Wordly Goods
by Mab
Depending on the surface and the circumstances, fingerprints can last a long time. A smooth plate is a good surface to take them, although it depends on the condition of the hands too. The dishes that he put away are at the bottom of the stack. It's not as if I ever use more than one. I wash it, I put it away on the top. If I wanted, I could find out if his prints are still there. But I won't. I'll just assume that his marks are there, his touch a ceramic layer away from me.
We didn't do much with his room. It was just his old room. The bed turned into de facto storage space, covered with bits and pieces that had to be stacked somewhere else for the occasional visitor. Some of my stuff was moved here to make room for some of his stuff upstairs. It's not like he ever did much in here, except occasionally grieve a little. He'd take something out of a box and look at it, twist it in his hands, and then put it away again. It was hard to let him do it sometimes.
I followed him in once, seduced his attention away from the memories to the present. The memories bit back as best they could. Clearing the bed was an incomplete rush job, and I ended up with a thin line of a bruise on my hip from the edge of a book cover, and a scratch across the back of a thigh from the corner of a plastic dust-jacket. Who cared, when he was breathing his way across my skin?

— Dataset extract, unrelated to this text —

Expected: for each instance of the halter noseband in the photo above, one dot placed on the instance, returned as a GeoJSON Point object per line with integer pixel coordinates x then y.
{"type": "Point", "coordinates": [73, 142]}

I really should put his clothes out. Wrap them in big plastic trash bags and dump them, the Goodwill or the side of the road, doesn't matter. I should wash the worn clothes and put it all aside. Just like I should dust. He shed his little bits of scurf like everyone else and by now it's all dry, true, dust. I really should just wipe things down. I know that all the scent is gone. Decay had its way with his traces in a way that it didn't quite have a chance to do with his body. But I keep the doors and windows shut anyway.
There was a stake out where he expounded (and that's exactly the word) about the tradition of grave goods. Such a know-it-all, but he couldn't help it. It was in there, and he had to share it, "because it's interesting, man. Yes, really." And he subsided for a minute, but you couldn't keep him down; not too often anyway. It was late and cold. Sometimes his voice burred deep and rough, then would rise with his enthusiasm. Always made him sound young. He could morph into a baby-face too, pretty often. Pissed him off. "Nobody takes you seriously if you look sixteen. It's a complete pain."
He nattered about the Egyptians, of course, and Sutton Hoo, and the Incas. There's no escaping Peru. I tried to show willing by chiming in with the Chinese buried warriors. I think he appreciated that because I got the surprised, teasing, "hey, you're not just a dumb cop" expression.
So many old burials complete with furniture even, and jewels, fine food. I've idled away time with the thought of what we might have laid to rest with him, if he wasn't scattered ashes. What sort of offerings would we make to the incomprehensibility of death, our blind determination that things are not allowed to change? If I offered a gun, he'd be as leery of using it there as he was here. Pity.
The old kings and chieftains, some of them, took their consorts, concubines and servants with them, poison smeared across their lips, strangled with silk ropes, stabbed with jewelled daggers. Sounds like a kindness to me.
A lot of those long ago men and women planned out their own memorials and tombs, and the academics love them for it. The artefacts are beautiful in their own right - only the best for leaders of men, the beloveds of the gods - and there's the insight they give to what went before. But nobody believes now that those dead men and women are parading somewhere wearing their jewellery, driving their chariots, eating their delicacies.
But I understand those long ago people. I have the teapot tucked into the corner of the kitchen counter, the music cds still in the rack. Here they all are, my grave goods, accompanying me in the afterlife.